KARACHI: The one thing that bothers architect and urban planner Arif Hasan is when people go on about how good, law-abiding and peaceful Pakistan used to be.
“The Pakistan I remember was not like this,” he said while speaking at the Irtiqa Institute of Social Sciences on Saturday evening. He added that people remembered that time when rules were followed because there was a cruel or dictatorial power behind it.
Mr Hasan was invited by the institute to talk about social change and its impact on Pakistani society.
He started the session by talking about how around 20 years ago research had indicated that there would be a social revolution in Pakistan where women would play a significant role.

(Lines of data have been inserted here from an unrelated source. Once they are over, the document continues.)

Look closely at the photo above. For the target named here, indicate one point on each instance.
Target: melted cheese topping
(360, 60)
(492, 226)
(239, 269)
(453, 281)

He tried to explain social change in the country by sharing a personal story from 1968 when he was taking some French journalist and friends from Sukkur to Larkana. He said that during their journey, they met a man who was travelling in a bullock cart that “looked like it was right out of Mohenjo Daro”. He said the Frenchman wanted to take a photograph but the man driving the cart jumped out, apologised and said that he would never come in front of his car again.
Today, he said, this would not happen. According to Mr Hasan, this was because of social change. He said that from a primarily agricultural and artisanal system which was self-sufficient, people had moved on.
Impacts of social change discussed
To explain his point further, Mr Hasan went on to explain the feudal system and how the British had set it up as a part of their power sharing formula where the landlords’ decision could not be challenged by the farmer.
This system, he said, did not let the kissan/farmer remain independent but “like a slave dependent on the landowner”.
Mr Hasan then went on to talk about the Ayub era and green revolution technologies. He said the new system brought in capitalism which led to breaking away from the traditional caste system and later the panchayat.
He said that breaking away from these systems gave families freedom. He added that in a joint family system, there used to be one breadwinner and one person who used to run the house — when a nuclear family started making more money, they didn’t stay with the joint family. This, in the long run, he explained, gave more freedom and power to women.
He also talked about early migration to the city and how the caste based system became more class based.